/Medical-Data-Visualizer

Data Analysis with Python project from freeCodeCamp (3 of 5)

Primary LanguagePython

Medical Data Visualizer

Medical Data Visualizer is a Data Analysis with Python project from freeCodeCamp. Instructions and details can be found here: https://www.freecodecamp.org/learn/data-analysis-with-python/data-analysis-with-python-projects/medical-data-visualizer

The file medical_examinations.csv contain data with the following features: age, weight, height, systolic blood pressure, diastolic blood pressure, glucose, and other medical examination information.

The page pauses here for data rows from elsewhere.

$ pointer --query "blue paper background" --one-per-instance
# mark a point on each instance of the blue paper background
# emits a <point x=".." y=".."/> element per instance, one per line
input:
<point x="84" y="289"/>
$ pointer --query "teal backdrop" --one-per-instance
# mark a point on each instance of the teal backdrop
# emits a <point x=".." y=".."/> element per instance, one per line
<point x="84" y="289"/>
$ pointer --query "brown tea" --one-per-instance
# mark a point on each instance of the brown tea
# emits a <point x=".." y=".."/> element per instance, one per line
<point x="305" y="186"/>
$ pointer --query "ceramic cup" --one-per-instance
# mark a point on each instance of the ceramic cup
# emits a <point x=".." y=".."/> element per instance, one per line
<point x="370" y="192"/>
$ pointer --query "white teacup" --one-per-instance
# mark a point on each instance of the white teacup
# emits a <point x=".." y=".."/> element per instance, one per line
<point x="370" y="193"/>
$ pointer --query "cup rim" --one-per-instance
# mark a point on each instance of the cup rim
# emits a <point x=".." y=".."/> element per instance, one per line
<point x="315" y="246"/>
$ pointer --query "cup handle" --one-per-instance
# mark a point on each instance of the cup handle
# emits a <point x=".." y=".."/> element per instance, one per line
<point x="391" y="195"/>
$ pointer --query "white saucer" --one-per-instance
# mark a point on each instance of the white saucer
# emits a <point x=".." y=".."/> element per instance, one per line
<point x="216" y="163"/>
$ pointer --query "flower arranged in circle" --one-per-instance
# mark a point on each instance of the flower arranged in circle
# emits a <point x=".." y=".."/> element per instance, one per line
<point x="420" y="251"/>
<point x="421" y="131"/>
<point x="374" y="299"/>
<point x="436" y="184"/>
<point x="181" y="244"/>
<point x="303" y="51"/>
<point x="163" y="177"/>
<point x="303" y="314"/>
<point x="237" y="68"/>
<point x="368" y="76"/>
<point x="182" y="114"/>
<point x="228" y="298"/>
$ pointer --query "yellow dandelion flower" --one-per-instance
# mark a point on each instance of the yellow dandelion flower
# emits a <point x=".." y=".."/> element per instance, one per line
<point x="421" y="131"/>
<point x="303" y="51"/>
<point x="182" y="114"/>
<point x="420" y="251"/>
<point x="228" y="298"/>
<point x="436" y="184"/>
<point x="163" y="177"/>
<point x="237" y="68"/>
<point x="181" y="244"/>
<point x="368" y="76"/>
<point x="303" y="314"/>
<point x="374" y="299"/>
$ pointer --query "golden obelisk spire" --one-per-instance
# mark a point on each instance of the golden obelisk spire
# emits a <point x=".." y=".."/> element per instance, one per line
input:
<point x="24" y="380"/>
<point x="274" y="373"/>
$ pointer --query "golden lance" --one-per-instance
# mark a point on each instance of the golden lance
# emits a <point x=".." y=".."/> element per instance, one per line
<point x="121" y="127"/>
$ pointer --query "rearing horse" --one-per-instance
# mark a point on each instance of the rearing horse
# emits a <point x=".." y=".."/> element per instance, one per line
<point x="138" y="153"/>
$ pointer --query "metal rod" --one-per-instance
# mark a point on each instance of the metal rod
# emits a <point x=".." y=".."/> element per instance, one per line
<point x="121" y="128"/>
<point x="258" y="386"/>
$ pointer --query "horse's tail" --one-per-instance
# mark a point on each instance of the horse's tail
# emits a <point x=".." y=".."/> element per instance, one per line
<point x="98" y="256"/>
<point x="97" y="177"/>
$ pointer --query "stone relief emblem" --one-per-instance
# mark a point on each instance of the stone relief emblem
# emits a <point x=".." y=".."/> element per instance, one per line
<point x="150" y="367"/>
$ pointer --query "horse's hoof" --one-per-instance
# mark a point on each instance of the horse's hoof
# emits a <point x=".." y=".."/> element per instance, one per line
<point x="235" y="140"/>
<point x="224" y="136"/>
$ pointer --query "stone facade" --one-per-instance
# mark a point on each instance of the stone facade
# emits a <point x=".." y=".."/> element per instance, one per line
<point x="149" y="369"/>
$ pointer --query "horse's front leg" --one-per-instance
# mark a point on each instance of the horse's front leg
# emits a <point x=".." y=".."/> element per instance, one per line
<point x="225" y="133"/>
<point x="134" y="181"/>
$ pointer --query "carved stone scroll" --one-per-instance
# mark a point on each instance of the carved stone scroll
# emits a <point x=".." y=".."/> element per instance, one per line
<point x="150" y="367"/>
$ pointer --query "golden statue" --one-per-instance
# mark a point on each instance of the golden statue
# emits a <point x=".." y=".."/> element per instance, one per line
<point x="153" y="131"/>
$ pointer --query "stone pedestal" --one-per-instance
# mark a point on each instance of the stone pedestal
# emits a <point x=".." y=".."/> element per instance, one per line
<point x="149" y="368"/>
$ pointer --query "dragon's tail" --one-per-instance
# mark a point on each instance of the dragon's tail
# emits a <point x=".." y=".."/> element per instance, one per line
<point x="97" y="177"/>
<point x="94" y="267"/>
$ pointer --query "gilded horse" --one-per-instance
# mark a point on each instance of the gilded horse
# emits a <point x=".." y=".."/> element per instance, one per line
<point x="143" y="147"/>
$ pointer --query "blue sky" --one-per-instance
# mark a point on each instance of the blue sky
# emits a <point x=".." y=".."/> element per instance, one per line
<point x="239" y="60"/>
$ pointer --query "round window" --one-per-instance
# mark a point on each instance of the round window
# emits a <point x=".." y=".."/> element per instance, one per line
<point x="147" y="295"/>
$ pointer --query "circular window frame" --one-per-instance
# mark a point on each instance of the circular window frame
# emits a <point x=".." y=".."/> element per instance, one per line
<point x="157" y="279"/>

In this project, the tasks were to:

  1. Append an "overweight" column (boolean). From the height and weight information, the calculated BMI is used to determine if the person is overweight (1) or not (0).
  2. Cholesterol and Glucose information were normalized (converted to boolean) with 0 being good, and 1 being bad.
  3. Create side-by-side barplots detailing medical information for people with and without cardiovascular disease. Each barplot shows the value counts of different categorical features: glucose, cholesterol, smoking habit, alcohol habit, physical activity.
  4. Clean the blood pressure data for erroneous measurements (diastolic pressure higher than systolic pressure), and to exlude data where a person's height or weight are less than the 2.5th percentile or more than the 97.5 percentile.
  5. Create a correlation matrix for the data set. As a style requirement, the plot should only show the lower triangle.

Project Output:

Task #3 Categorical Plot showing value counts for different features. The data for people with (right) and without (left) cardiovascular disease are separated. The barplot is created using seaborn "catplot". image

Task #5 Correlation matrix created using seaborn "heatmap". image

Project Notes:

  • for the categorical plot, the starter code requires the use of pandas "melt" method.